I backed up and clicked flopping onto his side. Then I clicked tipping
onto his back. Then I clicked all the way over.
It didn’t take long for him to get back up to speed. Maybe 5-6 clicks
and we were where we left off the previous day.
So now what? He went over onto the opposite side and laid there and looked at me.
And twitched his head. And wiggled.
Finally he lifted his head up… CLICK! In just a few clicks, he got
up on his feet at the end of the roll over… that was my target behavior! Yeah!!! I gave him a huge jackpot. (Do jackpots
really work to strengthen behavior better than the usual size of treat? I don’t
know. They make me feel good. I
am part of the training team so my opinion of the process matters, too.)
Stimulus
Control- Getting it On Cue
But the training wasn’t
done. Now I had to add the cue. I
wanted Pan not to just randomly roll over. I wanted him to roll over only when
I said “roll over”. So now when Pan was about to finish rolling over,
I said, “Roll over”, and gave the click and treat for the finished behavior as I had been doing. Then as he was halfway through the roll over, I gave the cue. Gradually
I said the cue earlier and earlier, and finally I could say the cue before he did the behavior and he would drop and roll. Yes. Now I had a dog who would roll over
when I said roll over.
Generalization
Or did I? I had a dog who would roll over when I said “roll over”

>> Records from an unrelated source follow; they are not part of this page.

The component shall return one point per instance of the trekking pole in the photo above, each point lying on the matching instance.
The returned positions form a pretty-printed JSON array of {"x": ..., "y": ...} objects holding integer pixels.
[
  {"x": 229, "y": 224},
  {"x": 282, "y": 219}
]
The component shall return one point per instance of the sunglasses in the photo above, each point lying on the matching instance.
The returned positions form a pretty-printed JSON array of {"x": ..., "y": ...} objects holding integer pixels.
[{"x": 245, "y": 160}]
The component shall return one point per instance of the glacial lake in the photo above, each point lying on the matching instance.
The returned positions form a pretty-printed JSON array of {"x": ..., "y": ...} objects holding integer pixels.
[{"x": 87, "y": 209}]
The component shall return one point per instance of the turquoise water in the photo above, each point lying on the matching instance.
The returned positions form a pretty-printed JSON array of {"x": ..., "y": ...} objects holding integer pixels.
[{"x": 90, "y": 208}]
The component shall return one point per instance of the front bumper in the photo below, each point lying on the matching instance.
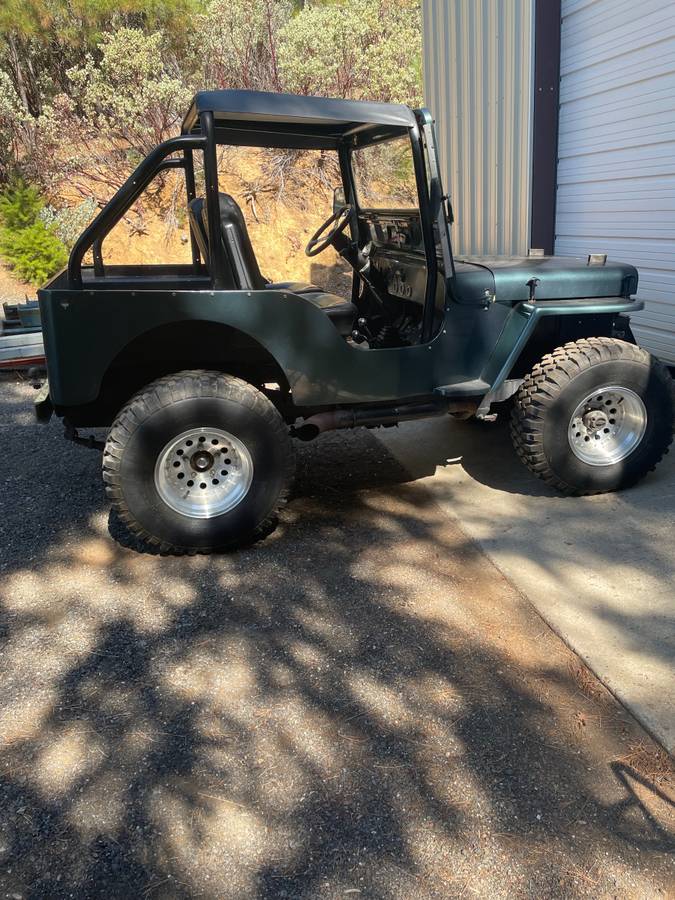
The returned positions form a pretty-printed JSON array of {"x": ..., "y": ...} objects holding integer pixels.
[{"x": 43, "y": 405}]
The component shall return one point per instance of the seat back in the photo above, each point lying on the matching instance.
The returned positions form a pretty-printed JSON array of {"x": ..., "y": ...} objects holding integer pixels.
[{"x": 240, "y": 257}]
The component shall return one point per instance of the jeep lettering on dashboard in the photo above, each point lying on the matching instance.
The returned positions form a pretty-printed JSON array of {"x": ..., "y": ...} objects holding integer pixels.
[{"x": 204, "y": 373}]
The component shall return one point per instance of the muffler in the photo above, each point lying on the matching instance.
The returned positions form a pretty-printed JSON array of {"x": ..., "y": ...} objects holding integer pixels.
[{"x": 373, "y": 417}]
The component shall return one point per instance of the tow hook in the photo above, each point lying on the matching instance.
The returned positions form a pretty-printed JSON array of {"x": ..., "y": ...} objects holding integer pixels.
[{"x": 71, "y": 434}]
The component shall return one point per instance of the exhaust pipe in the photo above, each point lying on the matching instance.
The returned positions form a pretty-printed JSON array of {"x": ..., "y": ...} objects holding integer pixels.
[{"x": 336, "y": 419}]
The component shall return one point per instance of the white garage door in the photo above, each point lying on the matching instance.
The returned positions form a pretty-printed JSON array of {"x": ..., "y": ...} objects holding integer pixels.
[{"x": 616, "y": 174}]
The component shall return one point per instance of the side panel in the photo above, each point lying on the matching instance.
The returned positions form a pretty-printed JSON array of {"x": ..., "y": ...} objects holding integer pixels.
[{"x": 85, "y": 331}]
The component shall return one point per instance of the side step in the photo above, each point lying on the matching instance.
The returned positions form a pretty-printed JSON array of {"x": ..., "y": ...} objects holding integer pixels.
[{"x": 475, "y": 388}]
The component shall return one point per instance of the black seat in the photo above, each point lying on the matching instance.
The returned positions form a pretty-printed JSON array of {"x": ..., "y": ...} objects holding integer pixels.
[{"x": 242, "y": 265}]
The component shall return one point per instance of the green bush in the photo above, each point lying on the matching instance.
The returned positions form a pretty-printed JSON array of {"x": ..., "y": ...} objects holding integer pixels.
[
  {"x": 28, "y": 244},
  {"x": 34, "y": 253},
  {"x": 20, "y": 205}
]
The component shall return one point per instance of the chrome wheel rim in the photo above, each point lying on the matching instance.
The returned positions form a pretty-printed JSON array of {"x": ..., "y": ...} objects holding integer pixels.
[
  {"x": 203, "y": 472},
  {"x": 607, "y": 425}
]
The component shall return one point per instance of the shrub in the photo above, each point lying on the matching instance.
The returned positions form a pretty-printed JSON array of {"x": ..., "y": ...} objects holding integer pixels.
[
  {"x": 20, "y": 205},
  {"x": 29, "y": 245},
  {"x": 34, "y": 253},
  {"x": 68, "y": 223}
]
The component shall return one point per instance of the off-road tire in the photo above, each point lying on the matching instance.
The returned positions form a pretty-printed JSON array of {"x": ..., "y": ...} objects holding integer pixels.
[
  {"x": 168, "y": 407},
  {"x": 548, "y": 396}
]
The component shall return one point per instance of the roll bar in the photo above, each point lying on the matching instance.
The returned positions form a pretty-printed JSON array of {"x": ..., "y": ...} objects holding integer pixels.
[{"x": 156, "y": 161}]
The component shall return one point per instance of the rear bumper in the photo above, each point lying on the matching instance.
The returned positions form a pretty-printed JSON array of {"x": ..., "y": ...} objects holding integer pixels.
[{"x": 43, "y": 405}]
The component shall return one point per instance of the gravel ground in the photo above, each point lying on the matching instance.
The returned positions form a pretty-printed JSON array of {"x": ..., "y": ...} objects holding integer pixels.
[{"x": 359, "y": 706}]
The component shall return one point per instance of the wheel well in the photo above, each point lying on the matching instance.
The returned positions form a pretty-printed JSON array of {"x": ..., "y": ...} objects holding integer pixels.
[
  {"x": 172, "y": 348},
  {"x": 554, "y": 331}
]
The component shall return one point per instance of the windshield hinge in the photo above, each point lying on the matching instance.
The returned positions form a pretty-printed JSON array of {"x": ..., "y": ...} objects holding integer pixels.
[{"x": 449, "y": 214}]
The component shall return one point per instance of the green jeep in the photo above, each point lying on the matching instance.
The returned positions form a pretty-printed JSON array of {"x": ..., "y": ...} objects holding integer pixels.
[{"x": 204, "y": 372}]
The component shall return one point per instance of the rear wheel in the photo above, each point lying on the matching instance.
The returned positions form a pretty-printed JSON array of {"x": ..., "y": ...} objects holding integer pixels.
[
  {"x": 197, "y": 462},
  {"x": 593, "y": 416}
]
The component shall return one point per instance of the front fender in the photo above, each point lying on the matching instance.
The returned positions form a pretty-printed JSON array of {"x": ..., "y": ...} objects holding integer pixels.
[{"x": 522, "y": 321}]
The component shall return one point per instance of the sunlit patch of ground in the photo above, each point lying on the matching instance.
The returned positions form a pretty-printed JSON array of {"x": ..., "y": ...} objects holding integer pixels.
[{"x": 361, "y": 705}]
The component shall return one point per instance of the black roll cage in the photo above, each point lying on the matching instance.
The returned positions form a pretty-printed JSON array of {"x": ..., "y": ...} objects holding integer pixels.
[{"x": 433, "y": 213}]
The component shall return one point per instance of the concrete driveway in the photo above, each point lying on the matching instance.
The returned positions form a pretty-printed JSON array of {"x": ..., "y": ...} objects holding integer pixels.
[
  {"x": 359, "y": 706},
  {"x": 600, "y": 570}
]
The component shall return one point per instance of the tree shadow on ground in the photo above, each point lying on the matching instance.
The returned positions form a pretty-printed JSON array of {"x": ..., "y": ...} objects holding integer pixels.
[{"x": 337, "y": 709}]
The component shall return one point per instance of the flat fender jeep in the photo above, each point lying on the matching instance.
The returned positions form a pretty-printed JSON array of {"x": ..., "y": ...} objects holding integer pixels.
[{"x": 204, "y": 372}]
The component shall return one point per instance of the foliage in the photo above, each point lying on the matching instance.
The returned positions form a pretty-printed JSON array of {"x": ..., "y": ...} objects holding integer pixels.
[
  {"x": 68, "y": 223},
  {"x": 20, "y": 205},
  {"x": 35, "y": 253},
  {"x": 132, "y": 93},
  {"x": 239, "y": 41},
  {"x": 28, "y": 244},
  {"x": 10, "y": 114},
  {"x": 88, "y": 87},
  {"x": 362, "y": 49}
]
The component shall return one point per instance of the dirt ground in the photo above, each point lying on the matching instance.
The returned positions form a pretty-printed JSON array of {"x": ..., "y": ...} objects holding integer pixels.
[{"x": 359, "y": 706}]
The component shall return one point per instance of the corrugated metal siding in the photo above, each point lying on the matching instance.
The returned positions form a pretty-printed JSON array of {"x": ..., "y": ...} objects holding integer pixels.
[
  {"x": 616, "y": 174},
  {"x": 478, "y": 58}
]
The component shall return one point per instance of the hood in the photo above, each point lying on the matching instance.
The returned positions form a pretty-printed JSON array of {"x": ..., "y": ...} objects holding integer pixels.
[{"x": 559, "y": 277}]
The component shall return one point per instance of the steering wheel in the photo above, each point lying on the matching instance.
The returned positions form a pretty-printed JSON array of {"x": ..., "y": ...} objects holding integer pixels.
[{"x": 318, "y": 243}]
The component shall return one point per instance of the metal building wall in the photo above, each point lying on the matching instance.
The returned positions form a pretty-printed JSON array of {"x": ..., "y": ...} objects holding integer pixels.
[
  {"x": 616, "y": 171},
  {"x": 478, "y": 69}
]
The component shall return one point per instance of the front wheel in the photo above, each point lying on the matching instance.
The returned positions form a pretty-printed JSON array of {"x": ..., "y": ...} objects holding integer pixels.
[
  {"x": 197, "y": 462},
  {"x": 593, "y": 416}
]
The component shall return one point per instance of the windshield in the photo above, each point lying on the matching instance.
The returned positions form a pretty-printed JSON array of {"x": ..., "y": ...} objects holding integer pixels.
[{"x": 384, "y": 175}]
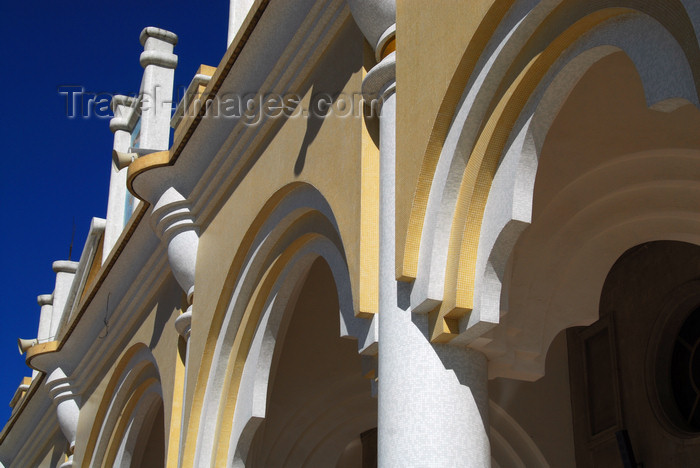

in front of the fireplace! When I sat with him in front of the TV in the family
room and said roll over, that wacky dog stood on his back legs and danced, he sat, he laid on his chest, he spun around in
a circle. He did everything but roll over.
I wasn’t surprised! Dogs can be very specific sometimes. This whole “roll over” thing was related to the fireplace area in the library as far as he
was concerned. I was doing the training there because the light was good for
videotaping. So now my poochikins needed to learn that “roll over”
called for the same behavior in the family room that it calls for in the library. And
that required backing up again and starting over. Of course, just as when I had
stopped training for the night, this training session went much more quickly.
It will probably take mini shaping sessions in several rooms of the house before Pan realizes that the words, “roll
over” always call for the same behavior no matter where we are. When he
responds to the cue, “roll over” with the target behavior I’ve taught him in new places where it has not
been specifically trained, we will say his behavior has generalized.
Shaping is the heart and soul of successful clicker training… or for positive reinforcement training without
a clicker. It takes practice, but practice is cheap.